American novelist and short story writer

Patricia Marcantonio is an American novelist and short story writer. She is the author of the Felicity Carrol mystery series and an award-winning collection of short stories, Red Ridin' in the Hood and Other Cuentos.

== Background ==

She was born in Pueblo, Colorado, the granddaughter of Mexican immigrants. She earned a B.S. degree in mass communications from Colorado State University Pueblo and formerly worked as a crime and trial reporter. She now lives in Idaho.

== Books ==
- What Makes a Good Scary Story and How to Start Writing One (2026)
- Trini's Magic Kitchen (Arte Público Press) 2025
- Misbehaving at Cactus Lanes (One More Chapter)
- Best Amigas (Fitzroy Books)
- Under the Blood Moon (Dark Ink)
- Felicity Carrol and the Murderous Menace (Crooked Lane Books, 2020)
- Felicity Carrol and the Perilous Pursuit (Crooked Lane Books, 2019)
- Verdict in the Desert (Arte Público, 2016)
- Billie Neville Takes a Leap (River St. Press, 2014)
- Sueno Street (2017) Illustrated by Mike Youngman
- The Weeping Woman (Mesa Books, 2021)
- The Ghost Sisters and the Girl in Hallway B (Mesa Books, 2016)
- Hauntings from the Snake River Plain (Anthology; River St. Press, 2012)
- Voices from the Snake River Plain (Anthology; River St. Press, 2009)
- Red Ridin' in the Hood and Other Cuentos (Farrar, Straus and Giroux, 2005)
- On Holy Ground: The History, Art and Faith of St. Edward the Confessor Roman Catholic Church, Twin Falls, Idaho ( 2003)

== Plays ==
- Don't Leave my Body on Everest co-written with Amanda Turner
- Roja Ridin' in the Hood and Other Tales (Pioneer Drama Service)
- Starring Jane Eyre
- Tears for Llorona

== Awards and honors ==
Her book, BEST AMIGAS has been named a 2024 Américas Award Commended Title for Young Adult Fiction. The Américas Award for Children's and Young Adult Literature is a literary award presented annually that recognizes high quality "children's and young adult books that portray Latin America, the Caribbean, or Latinos in the United States, and to provide teachers with recommendations for classroom use.” It is part of the Consortium of Latin American Studies Programs. BEST AMIGAS is published by Fitzroy Books.

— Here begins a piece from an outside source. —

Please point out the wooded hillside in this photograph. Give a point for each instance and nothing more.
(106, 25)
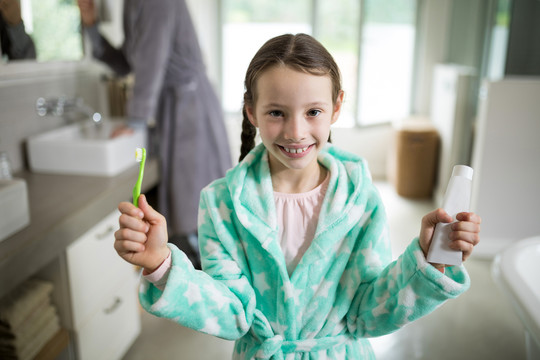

Her Victorian mystery novel, Felicity Carrol and the Perilous Pursuit, is the first of a series and has received favorable reviews from the Historical Novel Society, Publishers Weekly, Kirkus Reviews, and the New York Journal of Books.

Her courtroom drama, Verdict in the Desert, was included in Amazon's Latino Best Seller List and the 2016 Latina Book Club Books of the Year, and was favorably reviewed by Kirkus Reviews. Also in 2016, she was featured as Author of the Month on Houston Public Media.

Her short story collection, Red Ridin' in the Hood and Other Cuentos, received the Anne Izard Storytellers' Choice Award, an Américas Award for Children's and Young Adult Literature (Commended Title), and recommendations from Publishers Weekly, the National Council of Teachers of English, and the Bulletin of the Center for Children's Books. It was included in "50 Multicultural Books Every Child Should Know" by the Cooperative Children's Book Center (CCBC) at the University of Wisconsin–Madison School of Education and in "Exceptional Anthologies and Short Story Collections" by the All the Wonders podcast.

She has won several screenplay and short story contests.
She also received Alexa Rose Foundation grants to direct her original play "Tears for Llorona" and to workshop her play, "Starring Jane Eyre." She produced and directed her play "Roja Ridin' in the Hood and Other Tales" at the Nampa Public Library as part of its Hispanic Heritage Celebration. The play was funded partly by a grant through the Idaho Commission on the Arts.